Als die Anzeigetafel aufleuchtete, herrschte im Studio lange Stille.

Auf dem vom Regisseur übermittelten Videomaterial hob der Schiedsrichter die Hände von Kim Nam-ji und Choi Hye-hee hoch; der Ausgang war bereits entschieden.

Über den Bildschirm scrollten Textzeilen, alle gefüllt mit traurigen und voller Bedauern geäußerten Sätzen.

„Die Olympischen Spiele finden alle vier Jahre statt, die Asienspiele finden alle vier Jahre statt, wie viele Jahre muss Xie Shi'an noch warten, bis sie ihren Grand Slam erreichen kann?“

„Interessiert sich denn niemand für Jian Changnian?

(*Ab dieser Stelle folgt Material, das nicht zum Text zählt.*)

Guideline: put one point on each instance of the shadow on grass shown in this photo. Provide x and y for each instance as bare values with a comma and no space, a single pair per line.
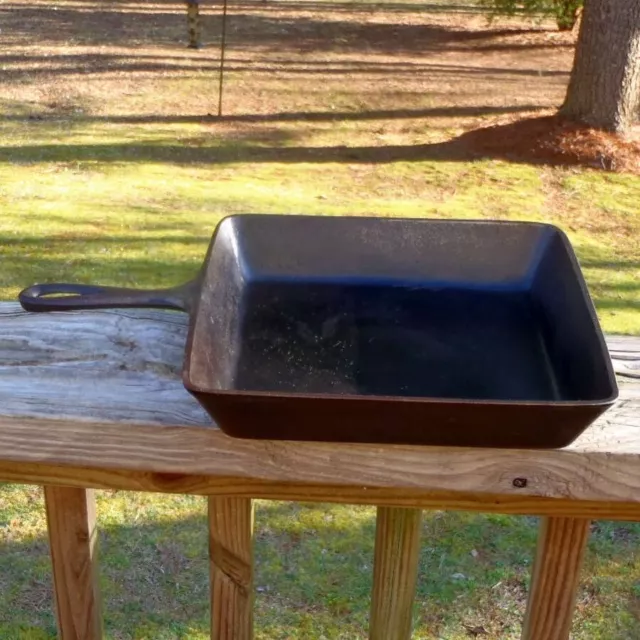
312,560
277,27
496,142
85,259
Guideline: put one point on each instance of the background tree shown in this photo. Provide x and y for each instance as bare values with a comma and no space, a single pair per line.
604,90
565,12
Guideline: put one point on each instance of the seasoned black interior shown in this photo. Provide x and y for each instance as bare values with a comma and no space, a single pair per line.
404,308
377,339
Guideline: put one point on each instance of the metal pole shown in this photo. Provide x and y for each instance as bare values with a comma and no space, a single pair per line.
193,21
223,45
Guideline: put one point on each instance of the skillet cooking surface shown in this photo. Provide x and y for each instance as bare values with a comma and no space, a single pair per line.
374,339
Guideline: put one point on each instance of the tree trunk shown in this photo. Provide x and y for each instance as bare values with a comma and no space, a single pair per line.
604,90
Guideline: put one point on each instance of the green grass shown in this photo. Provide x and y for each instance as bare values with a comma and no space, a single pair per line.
136,204
116,176
313,571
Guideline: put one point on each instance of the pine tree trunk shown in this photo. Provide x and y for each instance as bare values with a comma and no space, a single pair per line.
604,90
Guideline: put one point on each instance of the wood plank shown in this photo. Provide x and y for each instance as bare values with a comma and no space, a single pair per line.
193,460
554,582
42,473
103,373
73,545
231,568
114,365
395,571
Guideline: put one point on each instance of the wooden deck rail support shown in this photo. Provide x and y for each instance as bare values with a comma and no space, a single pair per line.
395,571
71,521
554,579
231,563
79,408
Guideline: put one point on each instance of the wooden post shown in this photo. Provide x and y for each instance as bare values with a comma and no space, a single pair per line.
555,576
395,570
231,568
73,545
193,23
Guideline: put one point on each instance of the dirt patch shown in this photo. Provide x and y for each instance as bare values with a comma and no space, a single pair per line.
555,141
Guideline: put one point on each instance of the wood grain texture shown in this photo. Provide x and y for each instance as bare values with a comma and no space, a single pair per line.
205,461
555,576
55,474
395,571
115,365
231,568
73,545
112,380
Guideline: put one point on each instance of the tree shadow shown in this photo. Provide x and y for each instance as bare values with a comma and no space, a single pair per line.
298,27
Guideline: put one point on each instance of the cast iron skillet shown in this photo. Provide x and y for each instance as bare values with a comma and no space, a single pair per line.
384,330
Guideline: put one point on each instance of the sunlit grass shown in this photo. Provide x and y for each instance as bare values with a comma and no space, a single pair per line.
132,205
114,173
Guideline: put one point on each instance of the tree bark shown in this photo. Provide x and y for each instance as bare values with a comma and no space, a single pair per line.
604,90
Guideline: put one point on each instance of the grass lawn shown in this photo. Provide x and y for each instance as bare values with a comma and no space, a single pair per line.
112,172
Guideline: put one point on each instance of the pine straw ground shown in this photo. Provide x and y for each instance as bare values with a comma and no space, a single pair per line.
111,170
552,140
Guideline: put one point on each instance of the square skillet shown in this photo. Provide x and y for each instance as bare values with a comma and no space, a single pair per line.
406,331
384,330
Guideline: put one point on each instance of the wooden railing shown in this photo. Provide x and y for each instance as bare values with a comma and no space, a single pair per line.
120,363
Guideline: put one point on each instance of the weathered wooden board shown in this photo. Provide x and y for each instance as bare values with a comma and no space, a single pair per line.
103,390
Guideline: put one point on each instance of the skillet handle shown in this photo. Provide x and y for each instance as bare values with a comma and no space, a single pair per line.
72,297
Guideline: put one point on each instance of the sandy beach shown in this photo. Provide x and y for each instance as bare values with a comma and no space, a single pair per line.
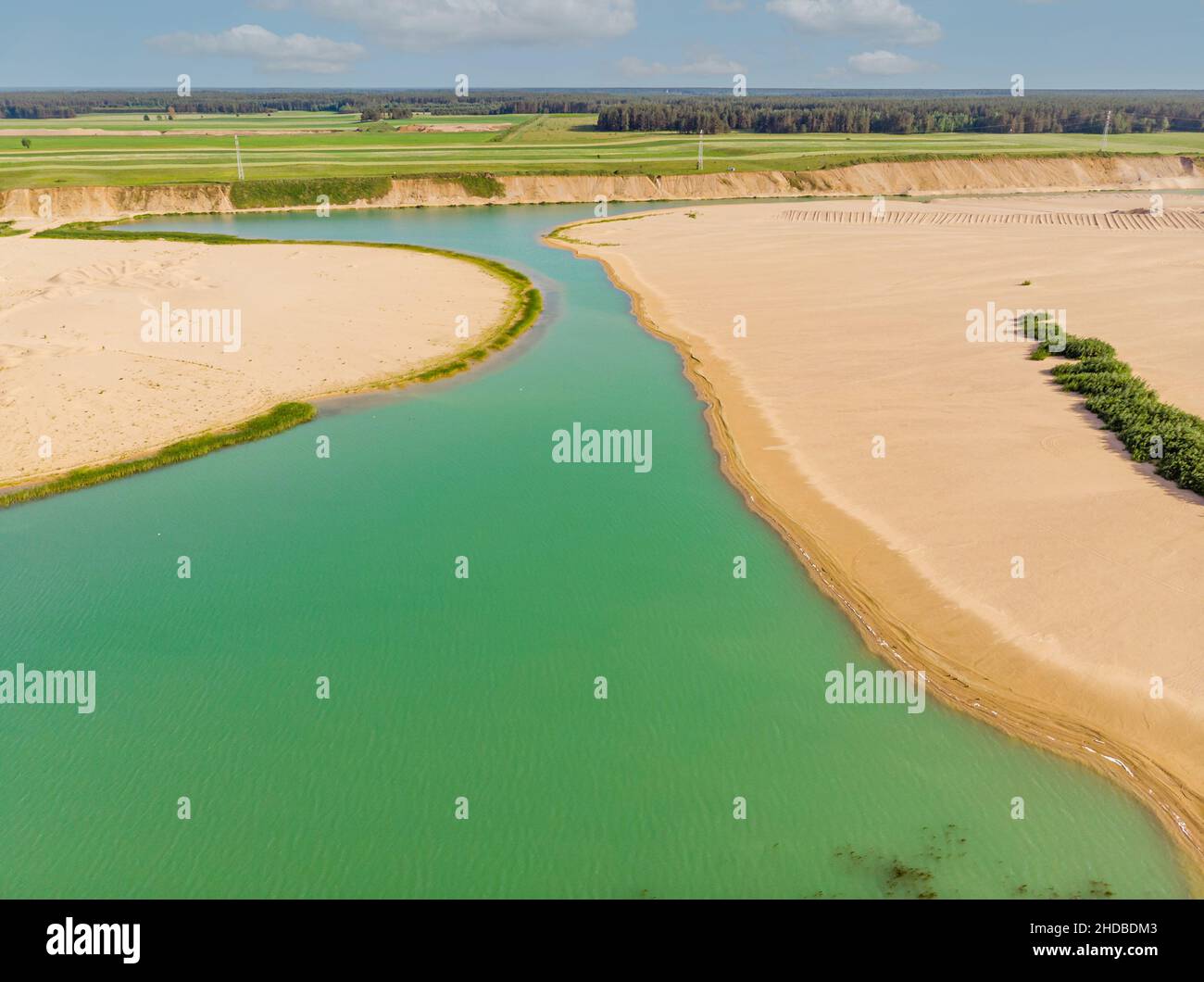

Wenn ihr Sehvermögen geschädigt wird, könnte ihre berufliche Karriere beendet sein.“

„Sie ist erst achtzehn Jahre alt.“

"Wird das Sicherheitsteam aufgelöst, wenn wir keine guten Ergebnisse erzielen?"

...

Nach einem Moment der Stille sprach der Kommentator erneut, sein Tonfall wurde plötzlich leidenschaftlich.

„Ich kann das heutige Spiel nicht kommentieren. Wenn ich etwas sagen müsste, würde ich sagen, dass sie nicht verloren haben. Sie sind immer noch die strahlendsten Zwillingsstars auf dem Spielfeld!“

„Liebe Zuschauer, lasst uns unserer ungekrönten Königin einen großen Applaus spenden! Heute Abend gehört Incheon ihnen!“

Als der Kommentator seine Rede beendet hatte, ergriff Xie Shi'an Jian Changnians Hand, hob sie hoch und deutete auf das Publikum.

Jian Changnian war verblüfft, Tränen traten ihr in die Augen. Sie sah sie an, und die beiden blickten sich lächelnd an.

Sie haben sich in diesem Spiel trotz der Niederlage ehrenhaft verhalten.

Zum ersten Mal in der Geschichte der Badminton-Weltmeisterschaft wurden die Vizeweltmeister sogar noch lauter bejubelt als die Weltmeister. Unter ohrenbetäubendem Applaus trugen sie die gleichen Teamuniformen, Schulter an Schulter, und verbeugten sich vor dem Publikum – ein perfekter Abschied.